I am linked therefore I am.

19

What is the Hearing Voices movement?

A consumer/recovery movement for psychotics, which normalises hearing voices, interpreting them as a manifestation of solvable emotional problems.

20

What are the three phases of recovery in the Hearing Voices movement suggested by Romme and Escher (1993)?

1. Startling – shock, trying to push the voices away
2. Organisation – employing strategies to deal with the voices, placing boundaries...
3. Stabilisation – integrating the voices into life, recognise them as 'part of me'

21

How is anti-psychotic medication regarded in the Hearing Voices movement?

As a form of repression – silencing the voices, rather than making sense of them. Individuals should be taught to lean in to the voices rather than lean away.

22

What two recovery typologies were revealed by Dejager, Rhodes et al. (2014)?

After a period of despair/exhaustion...
1) turning toward/empowerment: normalising voices, integration into daily life, transformation of identity
2) turning away/protective hibernation: harnessing all available resources to survive the experience, with importance of medication emphasised.

23

Why is it important for voice hearers to understand where the voices come from?

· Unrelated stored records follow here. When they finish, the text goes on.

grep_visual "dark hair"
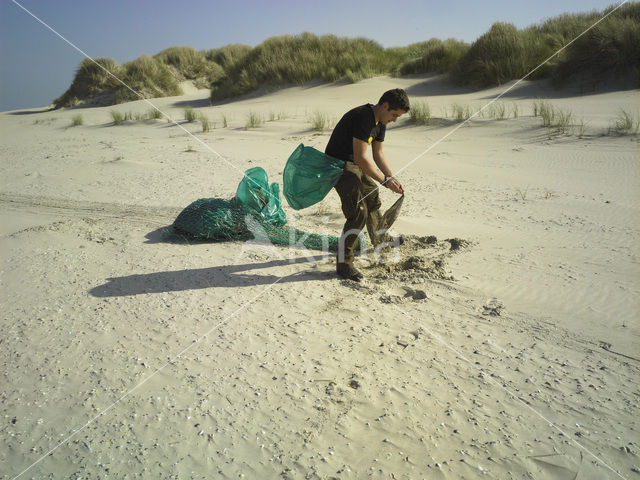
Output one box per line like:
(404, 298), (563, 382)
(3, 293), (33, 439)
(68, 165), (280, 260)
(378, 88), (409, 112)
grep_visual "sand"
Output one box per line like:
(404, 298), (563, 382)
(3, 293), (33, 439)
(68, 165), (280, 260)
(0, 76), (640, 480)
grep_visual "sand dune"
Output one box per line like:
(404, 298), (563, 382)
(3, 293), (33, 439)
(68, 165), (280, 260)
(0, 77), (640, 479)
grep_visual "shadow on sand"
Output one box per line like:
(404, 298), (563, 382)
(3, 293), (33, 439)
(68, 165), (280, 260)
(89, 255), (335, 298)
(89, 227), (335, 298)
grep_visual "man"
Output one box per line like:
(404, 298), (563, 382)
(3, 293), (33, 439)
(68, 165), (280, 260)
(325, 88), (409, 282)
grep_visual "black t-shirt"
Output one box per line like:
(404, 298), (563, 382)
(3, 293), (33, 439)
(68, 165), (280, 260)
(324, 103), (387, 162)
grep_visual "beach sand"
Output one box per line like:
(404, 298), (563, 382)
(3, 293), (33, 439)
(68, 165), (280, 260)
(0, 76), (640, 480)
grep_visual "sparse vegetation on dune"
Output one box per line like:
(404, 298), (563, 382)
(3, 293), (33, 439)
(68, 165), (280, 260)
(451, 2), (640, 88)
(54, 1), (640, 108)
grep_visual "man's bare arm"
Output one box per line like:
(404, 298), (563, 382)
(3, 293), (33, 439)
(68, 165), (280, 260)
(371, 141), (404, 193)
(353, 137), (387, 183)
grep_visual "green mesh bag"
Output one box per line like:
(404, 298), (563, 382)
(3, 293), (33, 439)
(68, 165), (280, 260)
(236, 167), (287, 225)
(172, 167), (366, 252)
(283, 143), (344, 210)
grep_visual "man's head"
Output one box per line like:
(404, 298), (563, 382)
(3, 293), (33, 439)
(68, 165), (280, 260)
(376, 88), (409, 125)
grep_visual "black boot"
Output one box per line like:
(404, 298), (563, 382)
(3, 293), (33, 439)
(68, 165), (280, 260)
(336, 263), (362, 282)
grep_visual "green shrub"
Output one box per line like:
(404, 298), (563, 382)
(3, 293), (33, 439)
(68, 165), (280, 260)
(147, 108), (162, 120)
(451, 23), (527, 88)
(198, 114), (211, 132)
(115, 55), (182, 103)
(307, 110), (331, 132)
(211, 32), (397, 101)
(244, 111), (264, 130)
(451, 103), (473, 122)
(553, 8), (640, 89)
(184, 107), (198, 122)
(110, 110), (124, 125)
(204, 43), (252, 70)
(398, 38), (469, 75)
(53, 58), (121, 108)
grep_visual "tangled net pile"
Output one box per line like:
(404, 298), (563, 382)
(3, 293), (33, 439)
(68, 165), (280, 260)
(172, 167), (338, 252)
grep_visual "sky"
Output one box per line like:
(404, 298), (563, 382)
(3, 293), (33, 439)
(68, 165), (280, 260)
(0, 0), (622, 111)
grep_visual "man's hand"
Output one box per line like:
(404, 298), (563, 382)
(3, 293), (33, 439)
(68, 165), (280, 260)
(384, 177), (404, 193)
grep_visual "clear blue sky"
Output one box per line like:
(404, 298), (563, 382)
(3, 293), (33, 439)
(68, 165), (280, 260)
(0, 0), (620, 111)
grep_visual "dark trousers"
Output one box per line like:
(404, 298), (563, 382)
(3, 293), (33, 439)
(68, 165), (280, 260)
(335, 162), (382, 264)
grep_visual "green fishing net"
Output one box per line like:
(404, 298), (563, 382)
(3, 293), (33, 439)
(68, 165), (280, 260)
(282, 143), (344, 210)
(173, 167), (364, 252)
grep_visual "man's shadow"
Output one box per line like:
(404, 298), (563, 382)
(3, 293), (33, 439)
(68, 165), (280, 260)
(89, 229), (334, 298)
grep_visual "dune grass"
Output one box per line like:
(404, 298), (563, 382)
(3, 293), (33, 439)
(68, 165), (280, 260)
(198, 114), (211, 133)
(147, 108), (162, 120)
(154, 47), (224, 88)
(397, 38), (469, 75)
(109, 110), (124, 125)
(54, 2), (640, 107)
(244, 111), (264, 130)
(184, 107), (198, 123)
(409, 101), (431, 125)
(211, 32), (397, 101)
(307, 110), (332, 132)
(71, 113), (84, 127)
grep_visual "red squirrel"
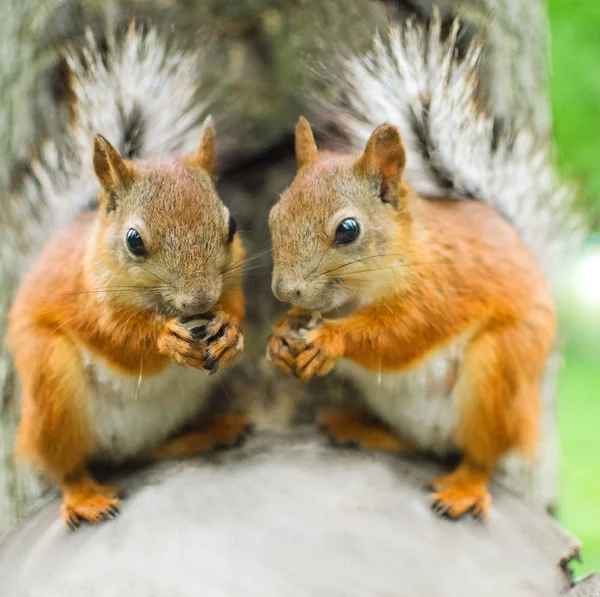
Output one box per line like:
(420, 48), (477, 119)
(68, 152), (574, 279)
(267, 118), (556, 517)
(9, 118), (248, 527)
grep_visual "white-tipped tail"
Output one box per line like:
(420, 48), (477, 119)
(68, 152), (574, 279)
(334, 16), (582, 281)
(0, 26), (210, 287)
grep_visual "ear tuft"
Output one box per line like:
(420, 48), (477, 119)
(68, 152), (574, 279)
(355, 124), (406, 204)
(187, 115), (215, 179)
(296, 116), (319, 170)
(92, 135), (135, 192)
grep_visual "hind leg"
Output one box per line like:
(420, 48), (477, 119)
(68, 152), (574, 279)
(60, 470), (119, 529)
(15, 331), (119, 528)
(431, 322), (550, 518)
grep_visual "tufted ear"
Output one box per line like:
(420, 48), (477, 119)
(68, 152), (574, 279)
(296, 116), (319, 170)
(354, 124), (406, 205)
(186, 116), (215, 179)
(92, 135), (135, 194)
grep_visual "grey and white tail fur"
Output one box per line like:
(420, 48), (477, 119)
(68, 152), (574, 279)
(0, 24), (211, 302)
(332, 15), (582, 282)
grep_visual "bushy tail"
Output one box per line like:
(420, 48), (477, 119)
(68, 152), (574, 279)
(332, 17), (581, 281)
(0, 25), (210, 292)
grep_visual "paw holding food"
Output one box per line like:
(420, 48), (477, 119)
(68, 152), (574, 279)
(267, 312), (337, 379)
(159, 313), (244, 374)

Unless meaning is attributed to voices, hard to establish relationship with them and feel in control.

24

What do the voices of psychotics express, according to Rhodes?

Voices express what the voice hearers are feeling or thinking – e.g. fear, aggression. The feelings are important, not the voices.

25

What is Open Dialogue or Network Therapy for psychosis? (Seikkula, 2006)

Upon first presentation of psychosis, intensive engagement with the client and whole community. Hold meetings where focus on polyphonic dialogue, including the heard voices of the psychotic.

26

Why is Conduct Disorder a dodgy diagnosis?

It's just a description of behaviour (it doesn't suggest any internal dysfunction).

27

How is Judith Herman's beef with Borderline Personality Disorder, and how should it be more accurately named?

BPD sufferers are people whose trust has been so broken – through various kinds of trauma – that they don’t feel safe in relationships. Judith Herman claims Complex PTSD is a more valid description.

28

What are the treatment results for Open Dialogue therapy?

At 5-year follow-up, 80% of those who experienced acute psychosis for the first time had experienced functional recovery. I.e. they were working, studying or looking for a job and not on disability. Roughly 80% of these were asymptomatic and not on medication.